Lessons learned from Performance Testing a complex application
After two years too busy to write any blog, I have now a bit more time to share some of the lessons I have learned while doing Performance Testing for a complex application (Enterprise-level, several millions code lines kind of application).
- Complex application usually mean lots of different components: network, hardware, software... When producing performance data, you need to gather data about how each component behaves. It is not useful to say "the application is slow" you need to say "the application has a bottleneck in the disk I/O".
- You will be able to gather pretty much all the information you need about how your system is working using the performance counters embedded into your OS (MS, Linux...).
- Use only the performance counters you need, as they consume resources.
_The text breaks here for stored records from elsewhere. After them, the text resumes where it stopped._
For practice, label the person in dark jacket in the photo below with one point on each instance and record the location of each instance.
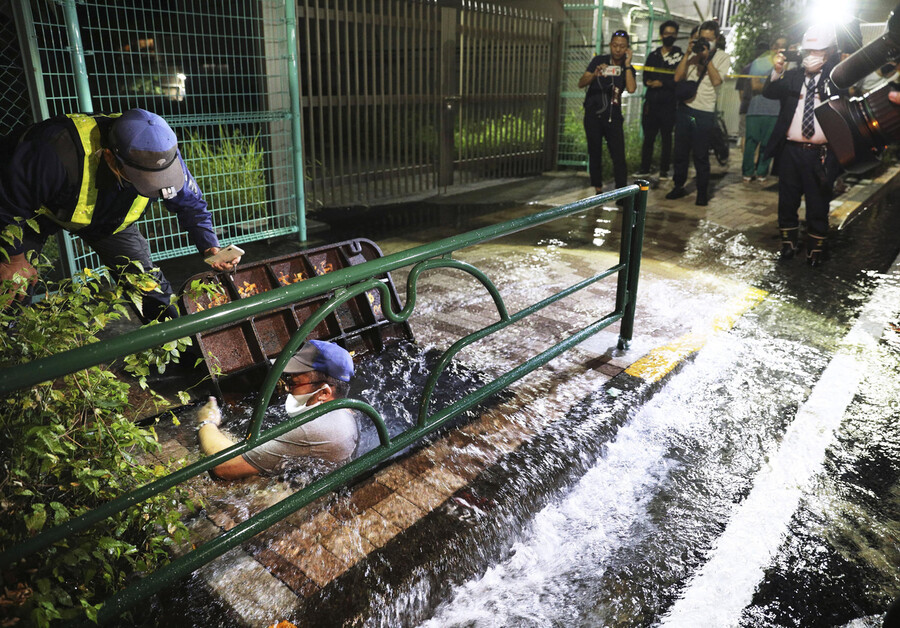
(658, 115)
(606, 77)
(94, 175)
(807, 166)
(695, 120)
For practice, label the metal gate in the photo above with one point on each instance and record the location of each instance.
(403, 97)
(218, 72)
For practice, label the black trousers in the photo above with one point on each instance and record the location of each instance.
(596, 129)
(116, 251)
(657, 119)
(801, 172)
(693, 133)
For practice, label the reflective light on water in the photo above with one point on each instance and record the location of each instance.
(618, 547)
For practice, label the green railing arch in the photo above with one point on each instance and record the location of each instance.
(346, 283)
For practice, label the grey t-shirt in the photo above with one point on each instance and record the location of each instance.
(331, 437)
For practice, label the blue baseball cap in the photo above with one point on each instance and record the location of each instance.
(322, 356)
(147, 149)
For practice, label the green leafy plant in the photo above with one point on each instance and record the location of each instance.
(230, 171)
(573, 144)
(508, 133)
(70, 445)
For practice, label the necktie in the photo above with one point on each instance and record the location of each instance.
(808, 127)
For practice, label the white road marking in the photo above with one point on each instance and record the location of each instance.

Once you realize the values provided by a counter are "good", you can stop using it.
- When the application is far from being optimized, run all the counters and make a list of the worse one grouping them by logical areas (data repository, UI, business processes...)
- With the previous list, test individual components that are described by the counter. For example you may focus on the Data repository layer, looking for the disk I/O, for hard/soft page faults etc.
- Based on the previous results, concentrate then in a single counter. Using the previous example you may focus in the disk I/O counter if the other counters look Ok.
- Focus first in the low hanging fruit: most performance problems are related to network bottlenecks, lack of memory, disk I/O  and pinning CPUs. Once these are removed, you can focus in secondary problems: too many threads, unoptimized queries, unmaintained databases etc. After that, you do not have so many options. The most available would be to throw more hardware to the problem. If the Performance is still unsatisfactorily, then rearchitecting your application is usually the only option left 
- Unless there are egregious errors, refactoring your code helps very little if at all.
- Use automation to create load. To measure response time to user's actions use a human with a stopwatch
This last point may be surprising for some. My experience is that introducing timers in the code doesn't work. First it is not always possible, second, in practice it is pretty much impossible to capture certain events: you can capture when an image starts to be displayed in the screen, but not when it is shown entirely. If you want to measure the user experience, better to do it by hand, assuming the role of your user.